Is the memory chunk returned by malloc (and its cousins) initialized to Zero?

Question

I wrote a code to test to stress test the memory management of Linux and Windows OS. Just for further tests I went ahead and checked what values are present in the memory returned by malloc().

The values that are being return are all 0 (zero). I have read the man page of malloc, checked on both Windows and Linux, but I am not able to find the reason for this behavior. According to the manpage the

The malloc() function allocates size bytes and returns a pointer to the allocated memory. The memory is not initialized.

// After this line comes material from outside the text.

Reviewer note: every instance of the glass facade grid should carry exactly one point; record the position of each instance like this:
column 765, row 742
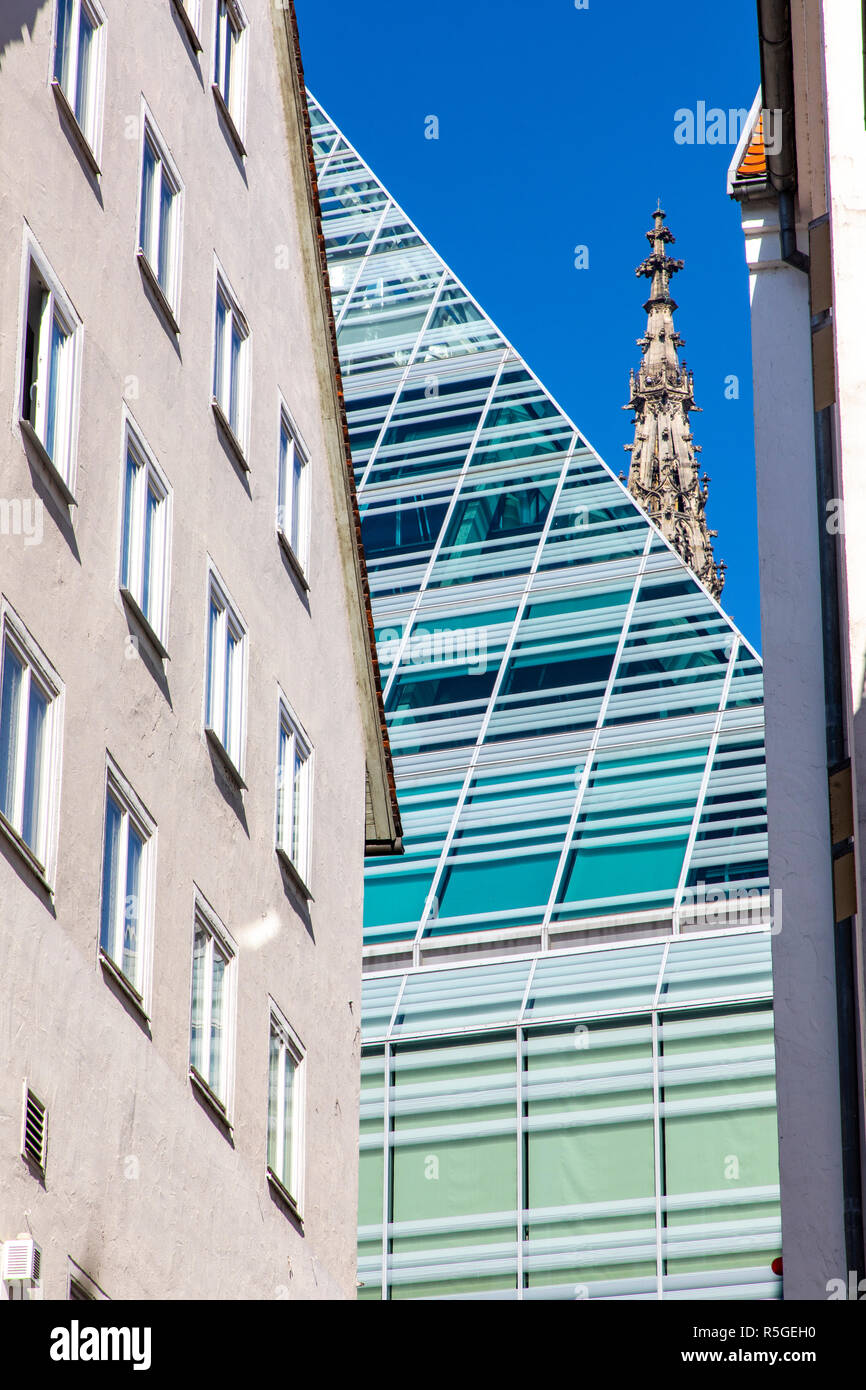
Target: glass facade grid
column 577, row 733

To clear the memory segment, one has to manually use memset().

#include <stdio.h>
#include <stdlib.h>
#include <string.h>
#include <ctype.h>
#include <stdbool.h>

int eat(long total,int chunk){
    long i;
    for(i=0;i<total;i+=chunk){
        short *buffer=malloc(sizeof(char)*chunk);     
        if(buffer==NULL){
            return -1;
        }
        printf("\nDATA=%d",*buffer);
        memset(buffer,0,chunk);
    }
    return 0;
}

int main(int argc, char *argv[]){
    int i,chunk=1024;
    long size=10000;
            printf("Got %ld bytes in chunks of %d...\n",size,chunk);
            if(eat(size,chunk)==0){
                printf("Done, press any key to free the memory\n");
                getchar();
            }else{
                printf("ERROR: Could not allocate the memory");
            }
        }

Maybe I am missing something. The code is adapted from here

EDIT: The problem has been been answered here for the GCC specific output. I believe Windows operating system would be also following the same procedures.

Answer 1

The memory returned by malloc() is not initialized, which means it may be anything. It may be zero, and it may not be; 'not initialized' means it could be anything (zero included). To get a guaranteed zeroed page use calloc().

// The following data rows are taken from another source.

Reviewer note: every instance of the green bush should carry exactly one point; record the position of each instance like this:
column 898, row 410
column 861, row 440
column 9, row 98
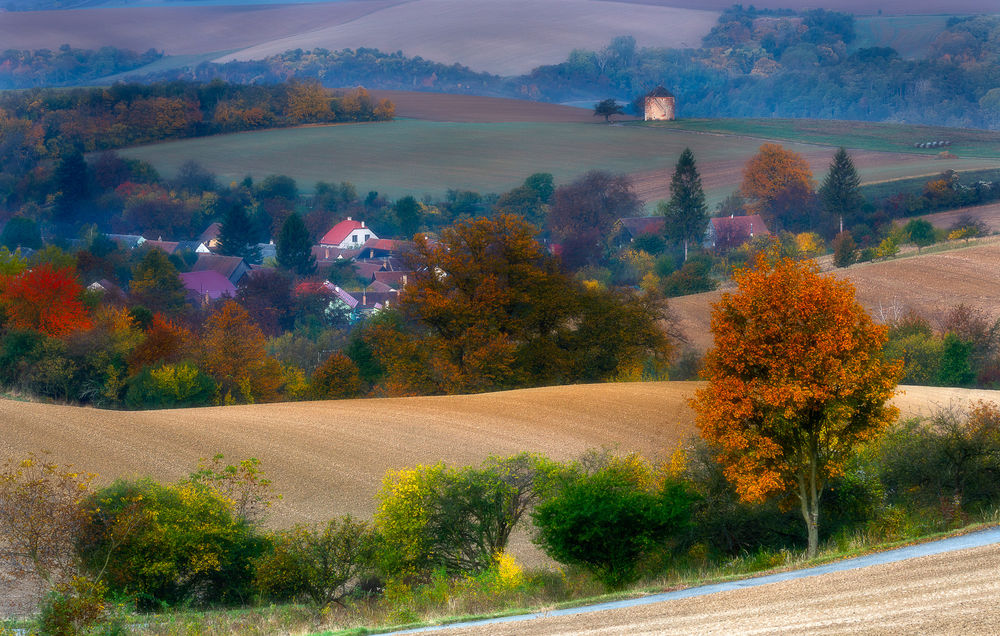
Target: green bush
column 949, row 463
column 612, row 519
column 458, row 520
column 169, row 544
column 320, row 564
column 170, row 386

The reason you are seeing zeroed pages (on Linux anyway) is that if an application requests new pages, these pages are zeroed by the OS (or more precisely they are copy-on-write images of a fixed page of zeroes known as the 'global zero page'). But if malloc() happens to use memory already allocated to the application which has since been freed (rather than expanding the heap) you may well see non-zero data. Note the zeroing of pages provided by the OS is an OS specific trait (primarily there for security so that one process doesn't end up with pages that happen to have data from another process), and is not mandated by the C standard.

You asked for a source for get_free_page zeroing the page: that says 'get_free_page() takes one parameter, a priority. ... It takes a page off of the free_page_list, updates mem_map, zeroes the page and returns the physical address of the page.' Here's another post that explains it well, and also explains why using calloc() is better than malloc()+memset().

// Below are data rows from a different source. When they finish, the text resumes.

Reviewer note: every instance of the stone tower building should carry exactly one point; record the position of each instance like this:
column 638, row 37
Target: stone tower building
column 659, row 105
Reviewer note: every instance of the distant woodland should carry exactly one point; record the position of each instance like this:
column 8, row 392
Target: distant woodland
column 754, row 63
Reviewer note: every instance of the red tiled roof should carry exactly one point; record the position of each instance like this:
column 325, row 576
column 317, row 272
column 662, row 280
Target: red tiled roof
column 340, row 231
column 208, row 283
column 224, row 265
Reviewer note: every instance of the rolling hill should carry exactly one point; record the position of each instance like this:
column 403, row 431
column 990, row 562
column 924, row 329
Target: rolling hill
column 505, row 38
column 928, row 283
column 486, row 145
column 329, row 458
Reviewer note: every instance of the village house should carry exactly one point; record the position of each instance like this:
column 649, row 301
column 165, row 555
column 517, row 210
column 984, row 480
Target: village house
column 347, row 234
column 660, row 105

Note that you aren't checking the entire allocated chunk for zero. You want something like this (untested):

int n;
char nonzero=0;
char *buffer=malloc(sizeof(char)*chunk);     
if(buffer==NULL){
    return -1;
}
for (n = 0; n<chunk; n++)
    nonzero = nonzero || buffer[n];  
printf("\nDATA=%s\n",nonzero?"nonzero":"zero");

Answer 2

You're absolutely correct; this behaviour is not guaranteed by the C language standard.

What you're observing could just be chance (you're only checking a couple of bytes in each allocation), or it could be an artifact of how your OS and C runtime library are allocating memory.